THE LEGEND OF THE LONE RANGER (LE JUSTICIER SOLITAIRE)

Titre: The Legend of the Lone Ranger
Réalisateur: William A. Fraker
Interprètes: Klinton Spilsbury

 

Michael Horse
Christopher Lloyd
Jason Robards
Matt Clark
Juanin Clay
Année: 1981
Genre: Western
Pays: USA
Editeur
Critique:
Cette version du fameux héros de l’Ouest fut, à sa sortie, un gros échec commercial peu aidé par des critiques généralement assassines. Phil Hardy, dans son incontournable Western Encyclopedia le qualifie de désastreux mais, comme la plupart des « haters », il semble surtout déçu de l’orientation adulte et violente d’un métrage, à l’opposé de la version des années ’50 (décrite comme un « chef d’œuvre du western familial »). Peu connu du public européen, le Lone Ranger a cependant bénéficié d’un regain de popularité avec la récente version de Johnny Depp, elle aussi sanctionnée par un triste échec commercial.

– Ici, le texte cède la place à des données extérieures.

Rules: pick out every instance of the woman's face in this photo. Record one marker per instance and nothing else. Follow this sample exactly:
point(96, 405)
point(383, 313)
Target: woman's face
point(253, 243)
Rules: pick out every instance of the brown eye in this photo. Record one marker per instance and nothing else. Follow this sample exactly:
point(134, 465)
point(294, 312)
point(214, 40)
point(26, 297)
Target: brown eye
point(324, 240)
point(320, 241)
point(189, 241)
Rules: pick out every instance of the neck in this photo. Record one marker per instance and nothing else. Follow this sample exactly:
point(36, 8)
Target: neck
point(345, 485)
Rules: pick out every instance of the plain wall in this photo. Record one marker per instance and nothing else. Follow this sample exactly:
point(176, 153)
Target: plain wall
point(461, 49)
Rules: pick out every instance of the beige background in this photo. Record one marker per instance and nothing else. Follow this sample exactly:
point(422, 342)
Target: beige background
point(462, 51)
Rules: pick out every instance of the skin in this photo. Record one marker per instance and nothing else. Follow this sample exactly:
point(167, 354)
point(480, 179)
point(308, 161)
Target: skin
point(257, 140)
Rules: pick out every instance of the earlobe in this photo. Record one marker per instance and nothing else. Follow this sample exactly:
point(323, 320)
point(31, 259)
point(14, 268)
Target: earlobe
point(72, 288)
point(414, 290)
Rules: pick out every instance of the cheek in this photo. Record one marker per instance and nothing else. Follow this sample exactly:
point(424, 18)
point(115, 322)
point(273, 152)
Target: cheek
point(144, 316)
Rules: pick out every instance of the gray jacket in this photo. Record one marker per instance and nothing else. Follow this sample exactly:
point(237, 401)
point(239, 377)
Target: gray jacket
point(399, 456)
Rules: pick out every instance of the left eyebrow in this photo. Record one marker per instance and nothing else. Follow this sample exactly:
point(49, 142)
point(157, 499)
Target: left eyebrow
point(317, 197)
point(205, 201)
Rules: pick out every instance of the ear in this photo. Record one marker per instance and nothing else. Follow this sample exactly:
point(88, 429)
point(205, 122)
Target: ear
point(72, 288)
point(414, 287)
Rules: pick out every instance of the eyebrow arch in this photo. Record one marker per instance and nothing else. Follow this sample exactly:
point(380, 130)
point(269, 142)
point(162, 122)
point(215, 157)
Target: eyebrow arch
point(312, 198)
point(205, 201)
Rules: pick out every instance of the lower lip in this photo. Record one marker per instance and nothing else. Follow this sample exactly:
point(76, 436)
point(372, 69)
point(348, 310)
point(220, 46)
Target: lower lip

THE LEGEND OF THE LONE RANGER s’inscrit dans la lignée du (alors) récent SUPERMAN en réintroduisant le personnage à un large public et en traitant le matériel avec déférence. A la manière d’une histoire de super-héros, nous assistons à l’amitié entre John Reid et l’Indien Tonto à qui il sauve la vie. Par la suite, les deux frères de sang sont séparés et Reid intègre les Texas Rangers. Une de leurs missions consiste à capturer le tyrannique et mégalomane Cavendish (Christopher Lloyd) mais la trahison d’un Ranger aboutit au massacre du détachement. Le capitaine Dan Reid, frère de John, est abattu et John lui-même laissé pour mort. Cette fois, Tonto vient le sauver et l’accueil parmi son peuple en dépit de la méfiance des Peaux-Rouges. Reid, convalescent, apprend à devenir un as de la gâchette, utilisant des balles d’argent (plus précises que les classiques) et montant son étalon, Silver. Il décide ensuite de châtier Cavendish en assumant l’identité du justicier masqué le Lone Ranger. Pendant ce temps, son ennemi enlève le président Grant (Jason Robards) afin d’accéder au pouvoir absolu.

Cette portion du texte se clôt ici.